Whether that $100 billion talk becomes a signed deal or just another rumor, it captures a market mood in which leading AI labs are being priced more like oil companies than software startups. The sky-high $100B valuation lands amid a high-stakes recruiting arms race. Meta’s new Superintelligence Labs and OpenAI have been trading researchers with signing bonuses in the hundreds of millions, and Anthropic has been hustling to retain and attract engineers of its own.
Speaking of the recruiting arms race, another eye-popping story is the saga of Windsurf (formerly Codeium), the startup headquartered in the exact Mountain View office complex that HBO used as Pied Piper’s set.
Late last week, Google struck what amounts to a $2.4 billion “reverse-acquihire”: it paid a licensing fee, without taking equity, to gain Windsurf’s code-generation technology and hire away CEO Varun Mohan, co-founder Douglas Chen, and a slice of the R&D team for DeepMind’s agentic-coding push.
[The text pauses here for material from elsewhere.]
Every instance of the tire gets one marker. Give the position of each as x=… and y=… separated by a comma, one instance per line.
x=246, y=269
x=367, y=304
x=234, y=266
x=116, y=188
The deal came together just hours after an earlier $3 billion offer from OpenAI reportedly expired, underscoring how frenzied the bidding for elite AI engineers has become.

(Source: doomu/Shutterstock)
With much of its senior talent gone, Windsurf’s remaining 200-plus employees and its intellectual property changed hands again within 72 hours. Cognition, the startup behind the autonomous software engineering agent Devin, announced on Monday that it will acquire the rest of Windsurf, guaranteeing all staff a financial stake. In effect, Google bought the brains, Cognition bought the codebase, and investors watched a young company get broken up into parts worth more than its whole. The exact financial details were not disclosed, but the two rapid deals show how easily a company can change hands when leading AI researchers are the main asset.
Read the week’s news as a whole and one theme stands out: money is moving faster than software, just like in the dotcom boom. Markets now place a $4 trillion price on the hardware stack, billions on labs that have yet to disclose a product, and even more billions on teams hired for their next idea. The price tags have grown so outsized that the line between boardroom reality and TV satire is hard to see. “Silicon Valley” once felt like parody but now reads like yesterday’s news … and the season finale is still a long way off.